A key component in evidence-based practice is incorporating clinical expertise with the best available published evidence and patient preferences to determine a method and course of care.6 Today's patients have easy access to a multitude of information sources, enabling them to better participate in decisions about personal health care choices.21 Patient preferences involve personal values, concerns, and expectations of care that determine acceptance, rejection, or modification of the suggested course of care.5 Patient preference leads to shared decision making between the doctor and the patient.6,22 An informed patient's decision to follow a clinician's treatment plan might be influenced by the extent to which patient preferences are being appropriately addressed and assessed. The clinician may have a predetermined assumption about patient preferences; however, it is the patient who makes the ultimate choice about his or her health care goals. Incorporating patient preference involves not only knowledge of the clinical condition and relevant research, but also involves interpersonal communication skills. During a clinical encounter, the doctor should be able to explore the patient's preferences through appropriate inquiry, provide an understandable explanation of risks and benefits, and determine appropriate outcomes assessment.23
Davidson et al discuss an EBP-structured clinical examination of a simulated patient encounter, during which medical students must form a clinical question, search for and appraise the literature, and explain the clinical rationale to a standardized patient in response to a patient inquiry.24 Chiropractic student interns need to be able to integrate the research evidence with clinical expertise and patient preferences during the clinical encounter. There is early evidence in chiropractic education of using the research evidence along with patient involvement to arrive at a clinical decision and plan of care.14 There is a paucity of studies in chiropractic education assessing student intern skills in communicating relevant research or involving the patient in shared decision making during the clinical encounter.

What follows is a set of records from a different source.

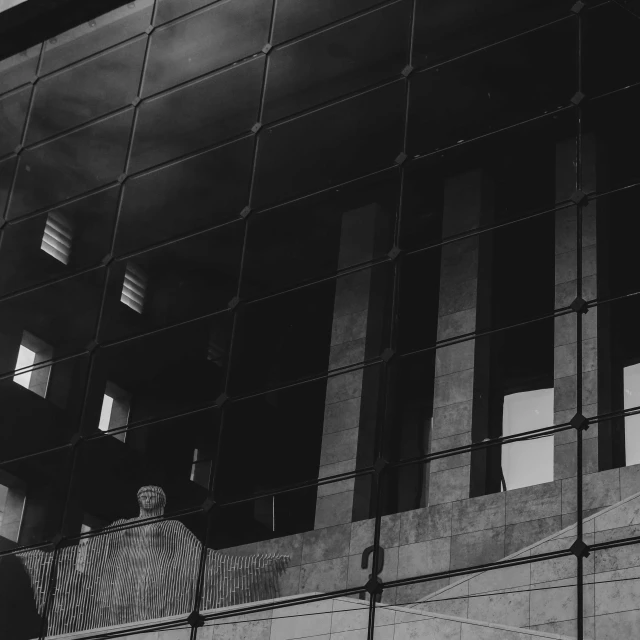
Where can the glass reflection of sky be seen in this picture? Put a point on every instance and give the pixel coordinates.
(529, 462)
(632, 423)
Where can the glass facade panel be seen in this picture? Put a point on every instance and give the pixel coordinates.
(222, 34)
(191, 195)
(365, 136)
(195, 116)
(65, 167)
(306, 331)
(337, 61)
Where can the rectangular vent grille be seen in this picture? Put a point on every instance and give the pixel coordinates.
(134, 288)
(56, 240)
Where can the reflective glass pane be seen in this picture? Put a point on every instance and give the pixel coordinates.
(197, 115)
(36, 491)
(70, 165)
(612, 128)
(19, 69)
(223, 33)
(63, 315)
(104, 31)
(498, 86)
(504, 176)
(13, 109)
(7, 168)
(314, 430)
(43, 416)
(295, 17)
(320, 235)
(187, 196)
(91, 89)
(165, 373)
(321, 327)
(445, 29)
(181, 281)
(348, 140)
(170, 9)
(610, 46)
(175, 454)
(57, 243)
(337, 61)
(23, 584)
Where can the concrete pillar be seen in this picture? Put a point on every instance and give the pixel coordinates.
(565, 330)
(449, 478)
(334, 503)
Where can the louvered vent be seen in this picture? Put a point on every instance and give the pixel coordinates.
(57, 237)
(134, 288)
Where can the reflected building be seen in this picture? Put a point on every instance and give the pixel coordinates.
(348, 289)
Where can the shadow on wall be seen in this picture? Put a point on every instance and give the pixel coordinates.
(19, 619)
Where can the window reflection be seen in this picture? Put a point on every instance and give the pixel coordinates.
(531, 461)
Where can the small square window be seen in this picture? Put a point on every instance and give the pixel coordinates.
(114, 414)
(134, 287)
(31, 353)
(527, 462)
(56, 240)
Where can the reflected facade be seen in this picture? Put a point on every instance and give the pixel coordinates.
(318, 318)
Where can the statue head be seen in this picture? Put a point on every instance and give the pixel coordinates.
(152, 501)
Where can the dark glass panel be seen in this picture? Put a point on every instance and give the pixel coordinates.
(611, 132)
(337, 61)
(39, 485)
(174, 454)
(335, 144)
(418, 304)
(446, 29)
(63, 315)
(491, 178)
(165, 373)
(610, 48)
(295, 17)
(498, 86)
(197, 115)
(187, 196)
(170, 9)
(609, 217)
(408, 432)
(95, 36)
(32, 422)
(24, 262)
(317, 236)
(327, 326)
(19, 69)
(13, 109)
(184, 280)
(68, 166)
(21, 605)
(7, 168)
(92, 89)
(224, 33)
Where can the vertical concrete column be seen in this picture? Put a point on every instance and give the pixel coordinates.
(344, 391)
(449, 478)
(565, 330)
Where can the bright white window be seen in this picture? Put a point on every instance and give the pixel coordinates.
(114, 412)
(531, 461)
(31, 352)
(632, 423)
(26, 358)
(56, 240)
(134, 287)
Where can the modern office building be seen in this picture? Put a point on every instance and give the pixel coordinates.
(320, 319)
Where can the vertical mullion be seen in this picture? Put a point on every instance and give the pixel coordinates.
(579, 332)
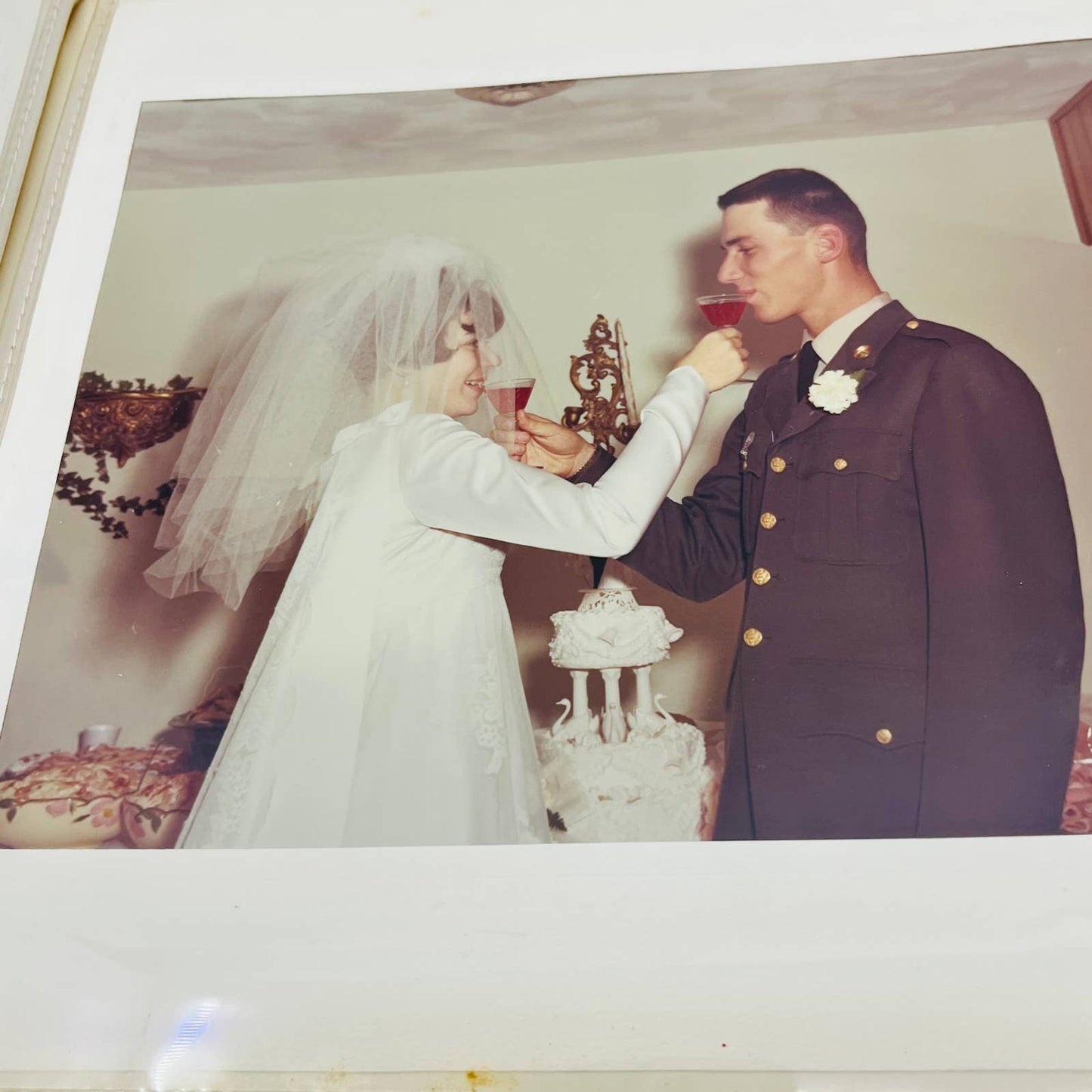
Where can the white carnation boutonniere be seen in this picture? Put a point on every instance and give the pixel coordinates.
(834, 391)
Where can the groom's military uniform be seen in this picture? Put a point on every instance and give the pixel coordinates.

The assessment of a student intern's ability to apply research evidence in clinical decision making to an individual patient and to incorporate patient preferences remains an area to be more fully developed in EBP assessment.25
The author suggests the next step in EBP chiropractic curriculum efforts might be to incorporate strategies aimed at moving beyond instruction and assessment of educational outcomes associated with performing steps 1, 2, and 3 of EBP. Chiropractic education needs to develop and assess student intern skills in performing step 4 of EBP incorporating patient preferences in the clinical decision during the patient encounter. As the EBP chiropractic curriculum is developed in the future, we might ask the questions “Are we incorporating all 5 steps of EBP in our curriculum?” and “Are we appropriately and adequately measuring the educational and patient outcomes resulting from an EBP curriculum in both the academic and clinical educational environments?” By evaluating an instructional design using these questions, it may enable us to equip the next generation of chiropractors with the evidence-based clinical expertise needed for improved patient outcomes and ultimate practice success.
CONCLUSION
A growing body of literature describes EBP instruction and curricular modification in the doctor of chiropractic program. Chiropractic education continues to use primarily surveys of student self-reported skills and attitudes to assess EBP instructional strategies. The educational outcomes being assessed appear to continue a focus on literature search, retrieval, and critical analysis skills. Since the first published study of chiropractic educational outcomes resulting from EBP instruction in 1999 by Green and Johnson,26 there appear to be no published studies assessing patient outcomes attributable to EBP in chiropractic education. Research documenting patient outcomes from an evidence-based initiative in chiropractic college clinical settings remains an area to be developed.4
Footnotes
CONFLICTS OF INTEREST
There are no conflicts of interest or funding sources associated with this commentary.